Rupanya ini yang namanya cinta. Bila tak melakukannya, tak menyentuhnya, tak mengingatinya, aku rindu. Ada kegersangan dan kegelisahan di dalam hati. Ia perlu dipupuk, disirami dan dijaga tumbuh kembangnya. 

Kok gak ada hubungannya dengan judul tulisan?
Ada. Nanti kamu kan menemukannya sendiri. Seiring tulisan ini selesai dibaca.


Beberapa hari belakangan ini aku merasa sibuk tak menentu. Ini menyebabkan waktu untuk membaca dan menulisku berkurang. Aku gelisah sepanjang waktu sampai-sampai mau makan dan tidur pun tak tenang. Padahal yah aku sudah ngantuk berat. Tapi tetap gak bisa tidur. Kubawa untuk berzikir sampai akhirnya terlelap sendiri. Kubawa tilawah al-qur’an. Adem. Tapi masih ada yang kurang.

Kuingat-ingat sudah berapa hari aku tak membaca buku sampai tuntas dan menulis sebuah tulisan. Akhirnya dengan pemaksaan, kubuka laptop khusus untuk menulis. Bukan halaman kosong yang kubuka, juga bukan halaman melanjutkan tulisanku yang tertunda. Tapi sebuah tulisan yang sudah lama berada di dalam laptop ini. Dari Teh Pipiet Senja. Begini isinya.

Katakan Cinta Dengan Aksara

Kalau kamu hanya berpegang pada teori-teori kepenulisan, tanpa mempraktekkannya langsung, kemungkinan sekali untuk menjadi seorang penulis hanya akan berakhir; mimpi ‘kali ye!

Apa saja yang harus dipersiapkan oleh kita untuk menjadi seorang penulis? Betapa sering mendapatkan pertanyaan seperti ini. Padahal, jawabannya sederhana saja; mulailah menulis, menulis dan menulis. Tiga M!

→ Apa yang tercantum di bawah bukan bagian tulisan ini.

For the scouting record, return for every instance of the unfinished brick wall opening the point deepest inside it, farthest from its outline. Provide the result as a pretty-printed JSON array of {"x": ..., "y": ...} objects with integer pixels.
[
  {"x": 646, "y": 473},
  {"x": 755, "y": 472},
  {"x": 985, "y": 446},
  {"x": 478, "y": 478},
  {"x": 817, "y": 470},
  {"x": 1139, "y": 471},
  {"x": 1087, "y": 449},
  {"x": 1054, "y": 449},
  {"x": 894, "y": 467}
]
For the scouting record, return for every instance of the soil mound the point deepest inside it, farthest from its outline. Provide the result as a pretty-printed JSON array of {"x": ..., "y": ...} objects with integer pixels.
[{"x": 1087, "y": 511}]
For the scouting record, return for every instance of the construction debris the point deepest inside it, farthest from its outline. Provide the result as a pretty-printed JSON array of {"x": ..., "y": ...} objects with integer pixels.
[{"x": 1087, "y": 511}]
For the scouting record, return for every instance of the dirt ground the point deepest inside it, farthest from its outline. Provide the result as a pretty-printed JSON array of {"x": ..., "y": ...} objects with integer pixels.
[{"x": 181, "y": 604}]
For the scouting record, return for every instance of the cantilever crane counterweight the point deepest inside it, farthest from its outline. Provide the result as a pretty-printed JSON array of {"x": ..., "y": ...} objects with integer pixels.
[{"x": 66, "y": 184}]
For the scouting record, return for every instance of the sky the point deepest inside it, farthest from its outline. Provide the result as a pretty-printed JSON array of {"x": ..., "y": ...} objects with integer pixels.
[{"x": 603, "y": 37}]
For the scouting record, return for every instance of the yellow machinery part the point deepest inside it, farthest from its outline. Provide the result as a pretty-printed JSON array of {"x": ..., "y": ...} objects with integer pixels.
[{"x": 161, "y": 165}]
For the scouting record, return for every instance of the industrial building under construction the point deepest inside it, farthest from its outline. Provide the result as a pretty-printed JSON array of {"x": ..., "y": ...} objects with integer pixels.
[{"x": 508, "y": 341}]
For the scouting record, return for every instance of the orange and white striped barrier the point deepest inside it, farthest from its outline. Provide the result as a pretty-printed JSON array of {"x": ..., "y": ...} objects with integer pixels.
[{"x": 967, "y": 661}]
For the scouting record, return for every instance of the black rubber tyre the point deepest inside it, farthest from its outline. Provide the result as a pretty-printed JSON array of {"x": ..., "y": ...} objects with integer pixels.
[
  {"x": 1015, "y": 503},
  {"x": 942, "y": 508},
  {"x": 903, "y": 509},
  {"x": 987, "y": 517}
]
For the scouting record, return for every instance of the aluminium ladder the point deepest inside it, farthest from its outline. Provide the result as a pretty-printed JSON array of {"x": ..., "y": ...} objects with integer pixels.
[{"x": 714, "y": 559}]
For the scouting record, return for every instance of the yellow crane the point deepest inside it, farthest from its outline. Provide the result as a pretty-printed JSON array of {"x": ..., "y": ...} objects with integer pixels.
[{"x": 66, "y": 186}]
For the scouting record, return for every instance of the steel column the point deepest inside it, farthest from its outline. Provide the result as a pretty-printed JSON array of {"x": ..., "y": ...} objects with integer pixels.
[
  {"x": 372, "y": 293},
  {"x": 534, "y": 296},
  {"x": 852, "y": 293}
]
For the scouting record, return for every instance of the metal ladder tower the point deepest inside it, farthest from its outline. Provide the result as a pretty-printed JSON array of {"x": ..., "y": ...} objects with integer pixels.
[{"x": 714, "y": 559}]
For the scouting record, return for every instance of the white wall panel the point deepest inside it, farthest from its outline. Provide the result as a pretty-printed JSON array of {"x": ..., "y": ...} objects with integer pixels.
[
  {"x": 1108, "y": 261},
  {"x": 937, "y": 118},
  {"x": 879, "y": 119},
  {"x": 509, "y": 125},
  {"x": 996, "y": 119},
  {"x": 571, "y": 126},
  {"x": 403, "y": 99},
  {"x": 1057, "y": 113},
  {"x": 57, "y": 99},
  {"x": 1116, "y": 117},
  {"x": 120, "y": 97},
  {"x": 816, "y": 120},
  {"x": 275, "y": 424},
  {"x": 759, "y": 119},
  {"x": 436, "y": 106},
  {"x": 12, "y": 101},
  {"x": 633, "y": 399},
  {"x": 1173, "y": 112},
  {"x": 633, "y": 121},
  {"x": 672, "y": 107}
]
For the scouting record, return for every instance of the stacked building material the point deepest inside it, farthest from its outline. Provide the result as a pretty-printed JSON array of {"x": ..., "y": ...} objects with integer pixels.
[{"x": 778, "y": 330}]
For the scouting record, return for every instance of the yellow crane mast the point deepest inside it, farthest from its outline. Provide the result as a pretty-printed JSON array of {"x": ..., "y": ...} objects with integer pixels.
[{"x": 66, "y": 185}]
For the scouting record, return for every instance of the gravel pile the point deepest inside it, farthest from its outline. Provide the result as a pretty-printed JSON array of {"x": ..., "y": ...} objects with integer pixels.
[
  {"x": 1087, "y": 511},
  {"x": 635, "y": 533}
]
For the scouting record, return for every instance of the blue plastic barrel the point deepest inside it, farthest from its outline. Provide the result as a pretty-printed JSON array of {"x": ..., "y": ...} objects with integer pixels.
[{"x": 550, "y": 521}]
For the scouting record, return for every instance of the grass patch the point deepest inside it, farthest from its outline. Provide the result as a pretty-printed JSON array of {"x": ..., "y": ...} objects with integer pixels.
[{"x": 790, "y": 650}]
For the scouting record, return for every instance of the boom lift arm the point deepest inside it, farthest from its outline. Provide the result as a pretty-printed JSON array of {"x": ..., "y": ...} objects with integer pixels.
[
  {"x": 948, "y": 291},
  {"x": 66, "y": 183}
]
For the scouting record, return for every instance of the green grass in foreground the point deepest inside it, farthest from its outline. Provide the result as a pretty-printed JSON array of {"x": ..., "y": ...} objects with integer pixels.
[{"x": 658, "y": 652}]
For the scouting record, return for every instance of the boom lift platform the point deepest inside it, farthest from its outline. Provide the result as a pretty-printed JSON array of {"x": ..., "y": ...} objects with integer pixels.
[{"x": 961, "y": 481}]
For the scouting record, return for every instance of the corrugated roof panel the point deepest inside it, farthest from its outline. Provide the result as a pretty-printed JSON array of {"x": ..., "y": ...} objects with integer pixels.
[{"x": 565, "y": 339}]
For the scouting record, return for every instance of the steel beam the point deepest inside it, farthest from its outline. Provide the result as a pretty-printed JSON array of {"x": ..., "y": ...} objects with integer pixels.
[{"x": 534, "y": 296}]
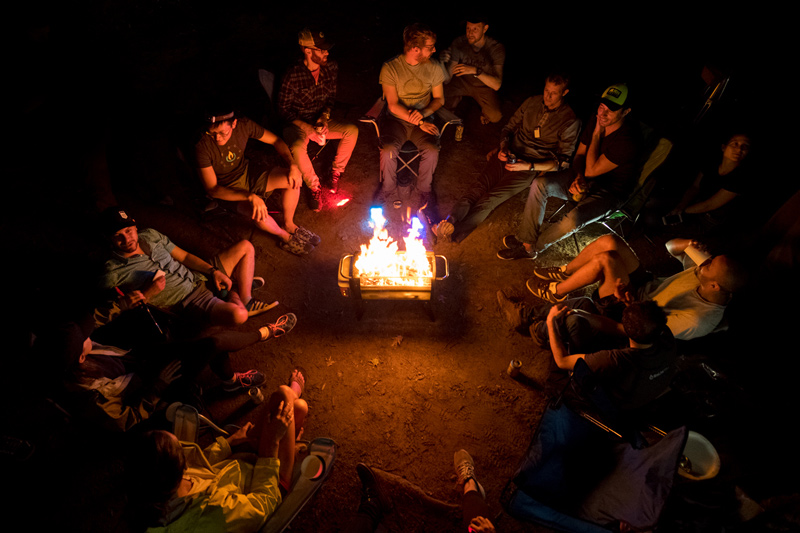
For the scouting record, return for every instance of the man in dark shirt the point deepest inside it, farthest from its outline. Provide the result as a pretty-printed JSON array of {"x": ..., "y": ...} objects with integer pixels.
[
  {"x": 305, "y": 100},
  {"x": 636, "y": 374},
  {"x": 600, "y": 178},
  {"x": 227, "y": 175},
  {"x": 474, "y": 65},
  {"x": 539, "y": 138}
]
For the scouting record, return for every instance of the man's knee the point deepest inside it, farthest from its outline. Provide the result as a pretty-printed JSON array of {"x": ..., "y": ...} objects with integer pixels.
[
  {"x": 350, "y": 131},
  {"x": 610, "y": 242}
]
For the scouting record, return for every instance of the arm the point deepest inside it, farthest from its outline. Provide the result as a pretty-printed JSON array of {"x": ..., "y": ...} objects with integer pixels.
[
  {"x": 677, "y": 247},
  {"x": 562, "y": 358},
  {"x": 567, "y": 140},
  {"x": 720, "y": 198},
  {"x": 195, "y": 263},
  {"x": 493, "y": 82},
  {"x": 597, "y": 164}
]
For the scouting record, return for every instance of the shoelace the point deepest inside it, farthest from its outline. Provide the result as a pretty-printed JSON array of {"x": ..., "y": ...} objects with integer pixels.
[{"x": 277, "y": 327}]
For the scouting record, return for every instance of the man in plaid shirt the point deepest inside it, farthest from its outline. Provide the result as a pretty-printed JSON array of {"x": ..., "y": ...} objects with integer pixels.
[{"x": 304, "y": 104}]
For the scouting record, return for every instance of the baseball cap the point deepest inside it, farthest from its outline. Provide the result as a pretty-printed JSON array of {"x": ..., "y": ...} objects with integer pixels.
[
  {"x": 114, "y": 219},
  {"x": 314, "y": 39},
  {"x": 615, "y": 97}
]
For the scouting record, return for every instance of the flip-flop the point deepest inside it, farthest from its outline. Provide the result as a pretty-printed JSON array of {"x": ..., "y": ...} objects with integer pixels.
[{"x": 293, "y": 379}]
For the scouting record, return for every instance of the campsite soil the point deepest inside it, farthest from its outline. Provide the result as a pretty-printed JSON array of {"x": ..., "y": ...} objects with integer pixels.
[{"x": 395, "y": 390}]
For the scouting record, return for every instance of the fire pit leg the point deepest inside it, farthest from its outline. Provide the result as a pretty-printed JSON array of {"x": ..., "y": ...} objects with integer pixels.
[
  {"x": 429, "y": 305},
  {"x": 358, "y": 302}
]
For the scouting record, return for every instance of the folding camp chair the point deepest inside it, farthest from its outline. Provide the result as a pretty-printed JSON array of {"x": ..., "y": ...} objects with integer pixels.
[
  {"x": 408, "y": 152},
  {"x": 321, "y": 457},
  {"x": 657, "y": 150}
]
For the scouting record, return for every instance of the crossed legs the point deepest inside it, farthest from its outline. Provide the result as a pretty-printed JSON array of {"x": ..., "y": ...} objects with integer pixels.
[
  {"x": 278, "y": 179},
  {"x": 606, "y": 260}
]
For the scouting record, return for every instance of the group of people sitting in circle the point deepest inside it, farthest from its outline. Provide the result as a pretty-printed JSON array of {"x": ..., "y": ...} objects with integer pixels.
[{"x": 630, "y": 324}]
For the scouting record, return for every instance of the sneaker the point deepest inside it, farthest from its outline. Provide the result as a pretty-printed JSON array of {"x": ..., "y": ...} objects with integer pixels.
[
  {"x": 541, "y": 289},
  {"x": 279, "y": 328},
  {"x": 315, "y": 199},
  {"x": 509, "y": 254},
  {"x": 297, "y": 246},
  {"x": 465, "y": 469},
  {"x": 512, "y": 310},
  {"x": 308, "y": 236},
  {"x": 540, "y": 340},
  {"x": 244, "y": 380},
  {"x": 550, "y": 274},
  {"x": 256, "y": 307},
  {"x": 335, "y": 177},
  {"x": 511, "y": 241},
  {"x": 373, "y": 500}
]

Fahri Asiza, penulis senior yang mengaku mampu menulis novel hanya dalam tempo 3 (baca tiga!) hari, bilang begini; “Menulis, menulis, menulis dan biarkan kata-kata mengalir, mengalir dan mengaliiiir!”

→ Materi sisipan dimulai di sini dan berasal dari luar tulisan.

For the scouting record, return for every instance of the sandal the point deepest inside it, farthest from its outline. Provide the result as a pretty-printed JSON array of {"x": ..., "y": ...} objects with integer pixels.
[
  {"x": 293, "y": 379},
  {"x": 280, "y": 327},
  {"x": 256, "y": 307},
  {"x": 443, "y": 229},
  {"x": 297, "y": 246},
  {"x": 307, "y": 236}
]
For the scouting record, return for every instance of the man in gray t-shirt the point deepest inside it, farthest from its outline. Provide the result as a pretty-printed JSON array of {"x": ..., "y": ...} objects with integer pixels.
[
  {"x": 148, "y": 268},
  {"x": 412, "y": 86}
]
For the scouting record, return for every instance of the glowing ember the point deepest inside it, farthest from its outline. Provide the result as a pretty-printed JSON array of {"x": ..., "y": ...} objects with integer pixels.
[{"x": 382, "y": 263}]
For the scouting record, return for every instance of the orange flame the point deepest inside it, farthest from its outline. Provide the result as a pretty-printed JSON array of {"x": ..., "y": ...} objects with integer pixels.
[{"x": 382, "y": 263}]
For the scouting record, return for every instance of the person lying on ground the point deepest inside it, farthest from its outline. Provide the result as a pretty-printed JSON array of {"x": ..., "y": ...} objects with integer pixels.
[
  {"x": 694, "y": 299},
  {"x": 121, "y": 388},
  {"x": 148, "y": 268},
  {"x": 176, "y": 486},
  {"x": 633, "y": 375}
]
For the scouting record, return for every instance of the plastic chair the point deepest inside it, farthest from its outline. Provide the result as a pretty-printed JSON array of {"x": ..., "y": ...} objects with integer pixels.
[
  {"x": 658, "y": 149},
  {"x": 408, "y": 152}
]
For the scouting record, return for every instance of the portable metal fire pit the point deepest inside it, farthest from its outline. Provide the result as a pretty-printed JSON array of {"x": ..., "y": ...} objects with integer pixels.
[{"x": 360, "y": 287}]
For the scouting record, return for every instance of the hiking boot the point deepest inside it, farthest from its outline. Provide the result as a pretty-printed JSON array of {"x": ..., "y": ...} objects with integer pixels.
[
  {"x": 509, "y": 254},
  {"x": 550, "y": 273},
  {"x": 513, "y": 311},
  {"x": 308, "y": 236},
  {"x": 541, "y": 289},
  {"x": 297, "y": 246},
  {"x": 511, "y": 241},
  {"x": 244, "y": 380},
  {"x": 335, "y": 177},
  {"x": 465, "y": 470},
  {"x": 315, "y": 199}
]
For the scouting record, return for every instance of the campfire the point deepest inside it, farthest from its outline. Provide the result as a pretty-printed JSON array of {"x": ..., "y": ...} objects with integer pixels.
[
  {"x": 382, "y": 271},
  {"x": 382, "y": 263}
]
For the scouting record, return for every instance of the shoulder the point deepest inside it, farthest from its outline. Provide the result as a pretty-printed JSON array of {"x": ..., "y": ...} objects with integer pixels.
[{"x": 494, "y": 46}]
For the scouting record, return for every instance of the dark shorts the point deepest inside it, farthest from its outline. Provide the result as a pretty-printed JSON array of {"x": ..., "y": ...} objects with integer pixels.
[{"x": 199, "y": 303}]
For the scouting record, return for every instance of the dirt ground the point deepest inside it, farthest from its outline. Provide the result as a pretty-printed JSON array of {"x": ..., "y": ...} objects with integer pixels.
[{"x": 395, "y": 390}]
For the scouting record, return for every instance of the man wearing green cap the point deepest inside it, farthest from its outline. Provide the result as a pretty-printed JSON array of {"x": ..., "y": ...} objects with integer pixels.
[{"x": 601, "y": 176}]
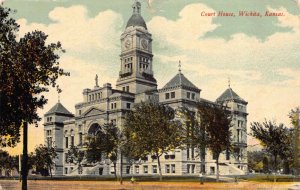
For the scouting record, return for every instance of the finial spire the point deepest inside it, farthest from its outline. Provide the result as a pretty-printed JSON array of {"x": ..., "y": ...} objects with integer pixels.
[
  {"x": 96, "y": 81},
  {"x": 58, "y": 93},
  {"x": 136, "y": 7}
]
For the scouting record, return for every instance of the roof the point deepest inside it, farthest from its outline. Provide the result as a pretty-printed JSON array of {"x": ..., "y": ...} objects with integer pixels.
[
  {"x": 179, "y": 80},
  {"x": 136, "y": 19},
  {"x": 229, "y": 95},
  {"x": 58, "y": 108}
]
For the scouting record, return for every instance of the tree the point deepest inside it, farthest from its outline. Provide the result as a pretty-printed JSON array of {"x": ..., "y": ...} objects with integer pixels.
[
  {"x": 44, "y": 159},
  {"x": 152, "y": 130},
  {"x": 76, "y": 156},
  {"x": 274, "y": 138},
  {"x": 28, "y": 67},
  {"x": 104, "y": 145},
  {"x": 295, "y": 118},
  {"x": 216, "y": 122}
]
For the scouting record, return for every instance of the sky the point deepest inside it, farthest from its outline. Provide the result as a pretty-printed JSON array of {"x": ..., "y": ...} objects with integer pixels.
[{"x": 260, "y": 54}]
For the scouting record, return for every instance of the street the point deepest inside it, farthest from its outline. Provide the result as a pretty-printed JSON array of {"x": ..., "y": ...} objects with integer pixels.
[{"x": 93, "y": 185}]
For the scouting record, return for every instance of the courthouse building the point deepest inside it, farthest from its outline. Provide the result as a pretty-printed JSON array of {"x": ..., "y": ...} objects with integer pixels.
[{"x": 136, "y": 82}]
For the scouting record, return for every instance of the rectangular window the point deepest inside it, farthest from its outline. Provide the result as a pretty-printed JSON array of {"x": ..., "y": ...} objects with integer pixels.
[
  {"x": 127, "y": 169},
  {"x": 188, "y": 95},
  {"x": 137, "y": 169},
  {"x": 67, "y": 142},
  {"x": 167, "y": 96},
  {"x": 66, "y": 157},
  {"x": 173, "y": 168},
  {"x": 214, "y": 156},
  {"x": 167, "y": 168},
  {"x": 72, "y": 140},
  {"x": 145, "y": 169},
  {"x": 193, "y": 96},
  {"x": 80, "y": 139},
  {"x": 193, "y": 168},
  {"x": 172, "y": 94},
  {"x": 154, "y": 169},
  {"x": 227, "y": 155}
]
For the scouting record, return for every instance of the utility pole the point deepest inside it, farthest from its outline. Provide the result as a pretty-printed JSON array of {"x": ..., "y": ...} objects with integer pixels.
[{"x": 25, "y": 156}]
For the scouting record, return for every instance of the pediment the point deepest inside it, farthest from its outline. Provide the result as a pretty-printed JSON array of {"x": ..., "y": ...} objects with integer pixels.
[{"x": 93, "y": 112}]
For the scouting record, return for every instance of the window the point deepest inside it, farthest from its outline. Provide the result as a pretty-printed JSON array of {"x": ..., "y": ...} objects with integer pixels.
[
  {"x": 137, "y": 169},
  {"x": 113, "y": 121},
  {"x": 127, "y": 169},
  {"x": 49, "y": 141},
  {"x": 188, "y": 95},
  {"x": 193, "y": 96},
  {"x": 67, "y": 142},
  {"x": 227, "y": 155},
  {"x": 66, "y": 157},
  {"x": 145, "y": 169},
  {"x": 173, "y": 168},
  {"x": 193, "y": 168},
  {"x": 154, "y": 169},
  {"x": 100, "y": 171},
  {"x": 72, "y": 140},
  {"x": 172, "y": 94},
  {"x": 214, "y": 156},
  {"x": 167, "y": 168},
  {"x": 80, "y": 138},
  {"x": 167, "y": 96}
]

Seorang peserta bernada mencak-mencak, mengajukan protes di acara seminar PSJ, UI. Menulis, menuliiiiis… Mengalir, mengaliir! 

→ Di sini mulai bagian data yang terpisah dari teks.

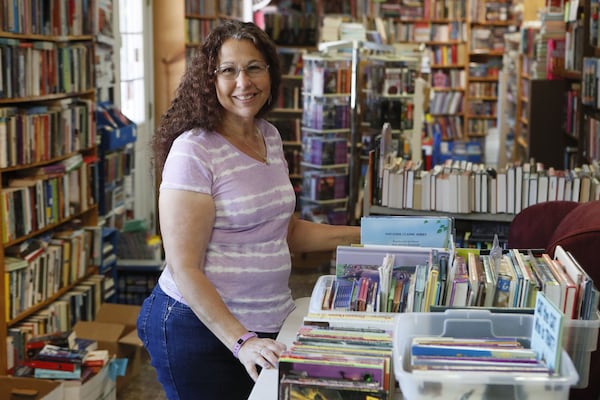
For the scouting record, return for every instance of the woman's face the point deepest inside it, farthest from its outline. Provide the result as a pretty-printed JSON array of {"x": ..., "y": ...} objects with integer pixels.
[{"x": 243, "y": 82}]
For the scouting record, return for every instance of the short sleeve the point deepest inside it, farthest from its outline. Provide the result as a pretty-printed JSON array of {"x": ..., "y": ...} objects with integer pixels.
[{"x": 188, "y": 165}]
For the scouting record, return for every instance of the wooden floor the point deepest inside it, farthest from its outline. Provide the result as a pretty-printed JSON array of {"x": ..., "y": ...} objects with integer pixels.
[{"x": 306, "y": 271}]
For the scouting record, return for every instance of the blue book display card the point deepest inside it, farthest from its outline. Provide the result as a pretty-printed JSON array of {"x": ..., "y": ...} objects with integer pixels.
[
  {"x": 412, "y": 231},
  {"x": 546, "y": 334}
]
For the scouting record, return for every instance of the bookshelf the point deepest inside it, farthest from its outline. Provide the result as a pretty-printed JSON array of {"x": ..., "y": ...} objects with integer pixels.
[
  {"x": 287, "y": 114},
  {"x": 488, "y": 22},
  {"x": 590, "y": 137},
  {"x": 200, "y": 18},
  {"x": 47, "y": 181},
  {"x": 325, "y": 136},
  {"x": 116, "y": 165}
]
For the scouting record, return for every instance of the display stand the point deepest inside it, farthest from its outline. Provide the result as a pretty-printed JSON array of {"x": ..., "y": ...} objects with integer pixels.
[{"x": 266, "y": 385}]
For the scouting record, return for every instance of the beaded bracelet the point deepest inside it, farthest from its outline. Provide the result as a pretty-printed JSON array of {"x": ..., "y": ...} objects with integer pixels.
[{"x": 240, "y": 342}]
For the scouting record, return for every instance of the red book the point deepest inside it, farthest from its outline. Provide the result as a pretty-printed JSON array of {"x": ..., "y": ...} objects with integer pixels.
[{"x": 55, "y": 365}]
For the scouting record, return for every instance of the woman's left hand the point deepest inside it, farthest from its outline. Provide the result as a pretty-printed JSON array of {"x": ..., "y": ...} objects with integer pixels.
[{"x": 262, "y": 352}]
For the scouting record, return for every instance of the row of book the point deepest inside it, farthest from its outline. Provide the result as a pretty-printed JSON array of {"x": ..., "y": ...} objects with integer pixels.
[
  {"x": 465, "y": 187},
  {"x": 291, "y": 62},
  {"x": 41, "y": 133},
  {"x": 51, "y": 18},
  {"x": 590, "y": 86},
  {"x": 319, "y": 150},
  {"x": 290, "y": 129},
  {"x": 323, "y": 185},
  {"x": 426, "y": 9},
  {"x": 592, "y": 137},
  {"x": 447, "y": 127},
  {"x": 448, "y": 55},
  {"x": 201, "y": 7},
  {"x": 197, "y": 29},
  {"x": 337, "y": 363},
  {"x": 39, "y": 268},
  {"x": 36, "y": 68},
  {"x": 450, "y": 102},
  {"x": 292, "y": 28},
  {"x": 62, "y": 355},
  {"x": 398, "y": 112},
  {"x": 432, "y": 32},
  {"x": 452, "y": 79},
  {"x": 47, "y": 196},
  {"x": 323, "y": 75},
  {"x": 391, "y": 76},
  {"x": 510, "y": 279},
  {"x": 289, "y": 97},
  {"x": 79, "y": 304},
  {"x": 326, "y": 113}
]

Yah, itu kan dikatakan sama Teh Pipiet dan para penulis yang emang sudah jadi. 


Tapi bagi kami kalimat itu bikin tambah gak ngerti aja. Apanya yang harus ditulis?  Trus, apanya yang bisa ngalir?

Wo, woo, woooi! Jangan mencak-mencak dulu atuh, Sodara! Kalau kita ingin menulis tentu sudah punya gambaran, sesuatu yang hendak kita tuliskan. Tak mungkin kita hanya berjam-jam duduk di depan komputer. Ngeblank terus otak dan perasaan kita, tak tahu apa yang mau dituliskan. 


Kalau memang demikian yang terjadi, sepertinya Anda harus segera banguuuun!
Buka mata lebar-lebar, serap situasi sekitar, tunjukkan empati yang tinggi terhadap fenomena di sekeliling Anda. 


Sebab bila Anda digariskan untuk menjadi seorang penulis, inilah yang terjadi; ada sesuatu yang telah hadir di benak, perasaan dan jiwa kita.  Sesuatu itu biasanya telah begitu ngurek-ngurek, berputar-putar di benak kita. Sehingga kita merasa akan sakit kepala apabila tidak segera menuangkannya ke dalam tulisan. Sesuatu itu sangat luar biasa pengaruhnya, sehingga dia akan memburu, menguntit ke mana pun kita melangkah. 


 Obsesi!
Inilah awal-mula atau modal paling utama untuk menjadi seorang penulis; dorongan dari dalam!

Begitu banyak ide berseliweran di otak. Bagaimana cara menuangkan ide-ide itu ke dalam tulisan?


Mari, kita lihat contoh; Umpamanya kita mau menulis tentang anak kecil yang mengidap penyakit bawaan thalassaemia. Jelas kan; kita sudah tahu apa yang akan kita tulis. Bagaimana perasaan si tokoh penyandang thalassaemia itu? Anak kecil juga punya perasaan dan pikiran. Ayo, tuliskan asal-muasal, kondisi keluarga, bersaudara, orang tua, kaum kerabat si tokoh.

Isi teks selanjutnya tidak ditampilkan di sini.